So, while the semester’s off to a somewhat slow start, we did have an interesting guest speaker in today from one of India’s best universities – JNU (Jawaharlal Nehru University).  His name was Gopal Guru and his talk was on “The Phenomenology of Silence” – mostly related to the caste system here in India, which has some interesting parallels to race in the US.   Below is a pic – that’s our very excellent department chair, Dr. Lata Chhatre, on the right.
In other news, the table that Zeeshan, Faizan and I have been working on is getting close to finished:
And I saw some cute puppies with mom on the street this morning:
 And a beautiful butterfly:
That’s all for now.
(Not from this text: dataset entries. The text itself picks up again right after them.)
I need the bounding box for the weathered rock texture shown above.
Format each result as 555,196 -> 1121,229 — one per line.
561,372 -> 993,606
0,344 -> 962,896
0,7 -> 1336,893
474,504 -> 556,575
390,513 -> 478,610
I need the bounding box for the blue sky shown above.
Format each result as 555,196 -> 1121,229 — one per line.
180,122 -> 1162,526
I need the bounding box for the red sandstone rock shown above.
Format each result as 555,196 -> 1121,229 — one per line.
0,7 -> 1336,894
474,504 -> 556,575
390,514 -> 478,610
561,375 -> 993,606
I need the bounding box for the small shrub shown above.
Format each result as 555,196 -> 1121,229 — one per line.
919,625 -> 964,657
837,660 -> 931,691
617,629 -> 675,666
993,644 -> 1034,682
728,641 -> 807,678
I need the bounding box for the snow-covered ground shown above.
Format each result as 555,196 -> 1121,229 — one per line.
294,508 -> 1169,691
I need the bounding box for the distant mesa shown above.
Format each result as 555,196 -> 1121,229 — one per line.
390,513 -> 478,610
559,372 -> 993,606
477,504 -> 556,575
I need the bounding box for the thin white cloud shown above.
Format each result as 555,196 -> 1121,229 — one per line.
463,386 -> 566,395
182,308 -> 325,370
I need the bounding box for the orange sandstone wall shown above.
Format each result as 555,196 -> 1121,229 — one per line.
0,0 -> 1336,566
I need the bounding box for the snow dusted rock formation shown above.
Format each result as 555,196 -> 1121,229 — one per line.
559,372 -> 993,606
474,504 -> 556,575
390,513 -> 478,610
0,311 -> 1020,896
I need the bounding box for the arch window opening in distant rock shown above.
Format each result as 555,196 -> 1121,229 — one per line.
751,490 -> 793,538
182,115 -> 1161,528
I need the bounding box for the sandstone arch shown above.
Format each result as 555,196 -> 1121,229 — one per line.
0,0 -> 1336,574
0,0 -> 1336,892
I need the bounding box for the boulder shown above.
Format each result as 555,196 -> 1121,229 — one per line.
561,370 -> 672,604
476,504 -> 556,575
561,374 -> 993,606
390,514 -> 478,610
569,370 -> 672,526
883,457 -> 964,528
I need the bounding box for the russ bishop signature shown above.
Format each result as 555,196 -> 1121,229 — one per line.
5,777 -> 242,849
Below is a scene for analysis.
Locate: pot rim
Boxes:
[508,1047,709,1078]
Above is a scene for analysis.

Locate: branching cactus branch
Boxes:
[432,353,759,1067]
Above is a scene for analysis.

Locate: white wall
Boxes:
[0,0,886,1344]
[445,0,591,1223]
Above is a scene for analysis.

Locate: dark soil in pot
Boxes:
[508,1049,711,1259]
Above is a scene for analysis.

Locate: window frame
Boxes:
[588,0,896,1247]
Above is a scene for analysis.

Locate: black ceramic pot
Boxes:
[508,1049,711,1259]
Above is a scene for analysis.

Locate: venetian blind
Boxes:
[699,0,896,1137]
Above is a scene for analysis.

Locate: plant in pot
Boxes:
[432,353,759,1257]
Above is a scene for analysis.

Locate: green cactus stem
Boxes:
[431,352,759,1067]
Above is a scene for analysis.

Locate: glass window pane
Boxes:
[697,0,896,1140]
Hope your 2017 is off to a good start!

Santa Popped By (Despite our Lack of Chimney)

As you could guess, Christmas is much more low-key in Pune than in the US.  While there are 30 million Christians in India (it’s the country’s third-largest religion), that still ends up being less than 3% of the overall population.

In some ways the low-key thing is good.  The Christmas/New Year season starts so early in America these days that it’s easy to get a bit burned out by the time the actual holidays roll around.   On the other hand, the snow and lights and general festive spirit are definitely missed.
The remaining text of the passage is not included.